We gather here this evening to listen once again to these stories that have been passed down to us of the birth of that infant Jesus in a small and simple manger in the town of Bethlehem. We gather to be inspired and to make room in our hearts and in our lives for the message of hope and peace and joy and love that is the true meaning of Christ among us. Tonight, we pause to be together and remember that holy night, to give thanks for this most unlikely story of our God choosing to come among us in the most humble of circumstances and we come to share the joy that we feel at his birth. For this was the start of a new era, as we imagine the years he spent growing up in modest surroundings to emerge as an adult to gather followers and travel about to teach his listeners and all of us what God most wants for our world, to live in a community of love and respect and peace. And, if we take this story seriously, if we really make room for this message, we should feel compelled to go out and be about this important work of changing the world, of doing our part to make God’s vision come alive wherever people do not live as God would want it to be.
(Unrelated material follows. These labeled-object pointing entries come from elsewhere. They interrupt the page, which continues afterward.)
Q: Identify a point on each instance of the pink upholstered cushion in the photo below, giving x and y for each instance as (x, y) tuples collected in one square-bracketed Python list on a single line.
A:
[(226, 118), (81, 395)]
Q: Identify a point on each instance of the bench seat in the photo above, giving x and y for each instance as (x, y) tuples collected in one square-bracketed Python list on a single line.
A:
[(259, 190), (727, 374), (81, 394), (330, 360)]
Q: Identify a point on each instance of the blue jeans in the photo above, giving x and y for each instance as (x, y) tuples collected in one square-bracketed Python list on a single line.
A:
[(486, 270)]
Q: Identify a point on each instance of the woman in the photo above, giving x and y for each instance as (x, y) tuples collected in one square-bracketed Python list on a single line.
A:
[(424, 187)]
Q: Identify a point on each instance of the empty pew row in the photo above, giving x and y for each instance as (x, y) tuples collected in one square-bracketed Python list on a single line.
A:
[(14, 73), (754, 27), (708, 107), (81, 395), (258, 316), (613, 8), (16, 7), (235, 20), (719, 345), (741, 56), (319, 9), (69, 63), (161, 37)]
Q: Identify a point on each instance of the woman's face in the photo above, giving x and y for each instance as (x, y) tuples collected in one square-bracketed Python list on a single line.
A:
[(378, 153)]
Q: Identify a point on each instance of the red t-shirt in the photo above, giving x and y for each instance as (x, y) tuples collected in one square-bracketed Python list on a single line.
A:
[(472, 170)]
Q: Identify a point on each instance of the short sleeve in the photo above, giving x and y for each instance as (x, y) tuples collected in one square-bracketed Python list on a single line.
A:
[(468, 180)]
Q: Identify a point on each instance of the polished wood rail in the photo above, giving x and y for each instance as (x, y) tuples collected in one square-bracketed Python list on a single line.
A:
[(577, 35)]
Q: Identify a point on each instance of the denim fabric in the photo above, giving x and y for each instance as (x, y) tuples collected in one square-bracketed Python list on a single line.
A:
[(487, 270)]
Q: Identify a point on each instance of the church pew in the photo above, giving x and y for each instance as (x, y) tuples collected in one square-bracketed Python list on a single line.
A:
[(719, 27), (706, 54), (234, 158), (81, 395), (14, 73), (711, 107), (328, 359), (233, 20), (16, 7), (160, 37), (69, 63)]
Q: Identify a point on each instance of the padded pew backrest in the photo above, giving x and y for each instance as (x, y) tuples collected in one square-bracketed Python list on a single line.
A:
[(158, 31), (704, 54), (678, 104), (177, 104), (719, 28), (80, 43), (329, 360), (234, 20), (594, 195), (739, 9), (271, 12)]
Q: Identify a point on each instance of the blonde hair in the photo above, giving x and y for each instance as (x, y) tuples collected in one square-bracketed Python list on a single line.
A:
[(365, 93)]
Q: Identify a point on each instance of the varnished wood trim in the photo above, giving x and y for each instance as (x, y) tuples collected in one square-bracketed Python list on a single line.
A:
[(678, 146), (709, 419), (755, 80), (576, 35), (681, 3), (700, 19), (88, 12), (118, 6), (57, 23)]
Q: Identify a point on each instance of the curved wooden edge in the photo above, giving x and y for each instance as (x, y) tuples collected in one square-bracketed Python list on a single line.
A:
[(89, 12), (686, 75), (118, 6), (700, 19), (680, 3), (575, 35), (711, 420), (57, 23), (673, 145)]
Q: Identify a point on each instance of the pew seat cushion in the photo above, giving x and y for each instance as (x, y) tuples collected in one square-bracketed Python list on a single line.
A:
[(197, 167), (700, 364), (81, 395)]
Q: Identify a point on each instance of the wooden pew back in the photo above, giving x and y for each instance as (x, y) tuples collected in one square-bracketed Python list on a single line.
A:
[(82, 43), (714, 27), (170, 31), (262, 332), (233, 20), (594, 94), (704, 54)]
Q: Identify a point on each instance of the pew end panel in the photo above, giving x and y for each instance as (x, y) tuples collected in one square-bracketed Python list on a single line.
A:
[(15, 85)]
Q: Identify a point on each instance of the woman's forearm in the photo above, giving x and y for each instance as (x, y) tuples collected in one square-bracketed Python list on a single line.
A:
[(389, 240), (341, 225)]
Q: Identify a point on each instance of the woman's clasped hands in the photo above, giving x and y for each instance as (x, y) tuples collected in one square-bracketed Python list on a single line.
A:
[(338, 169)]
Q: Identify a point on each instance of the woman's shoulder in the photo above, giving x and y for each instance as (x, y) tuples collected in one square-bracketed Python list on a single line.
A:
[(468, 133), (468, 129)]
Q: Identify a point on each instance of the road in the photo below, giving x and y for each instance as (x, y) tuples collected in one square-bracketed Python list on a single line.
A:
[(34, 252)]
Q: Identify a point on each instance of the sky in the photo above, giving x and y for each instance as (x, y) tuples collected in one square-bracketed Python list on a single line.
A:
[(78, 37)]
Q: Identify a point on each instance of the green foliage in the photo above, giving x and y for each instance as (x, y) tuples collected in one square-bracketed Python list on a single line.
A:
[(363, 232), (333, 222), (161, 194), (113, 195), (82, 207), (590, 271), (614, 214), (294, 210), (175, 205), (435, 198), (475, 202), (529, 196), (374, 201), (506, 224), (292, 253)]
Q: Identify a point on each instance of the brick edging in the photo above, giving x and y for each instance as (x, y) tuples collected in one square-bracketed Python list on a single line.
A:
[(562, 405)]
That is the Kingdom that Jesus spoke so often about…and we are called to help be about that work, of reaching out to the poor, the sick, the suffering and those too long forgotten.
I would like to share a brief reading by Leslie Leyland Fields entitled “Let the Stable Still Astonish.” Let the stable still astonish: Straw-dirt floor, dull eyes, Dusty flanks of donkeys, oxen; Crumbling, crooked walls; No bed to carry that pain, and then, the child, Rag-wrapped, laid to cry In a trough. Who would have chosen this? Who would have said: “Yes, Let the God of all the heavens and earth Be born here, in this place?” Who but the same God Who stands in the darker rooms of our hearts and says, “Yes, let the God of Heaven and Earth be born here- in this place.” Amen.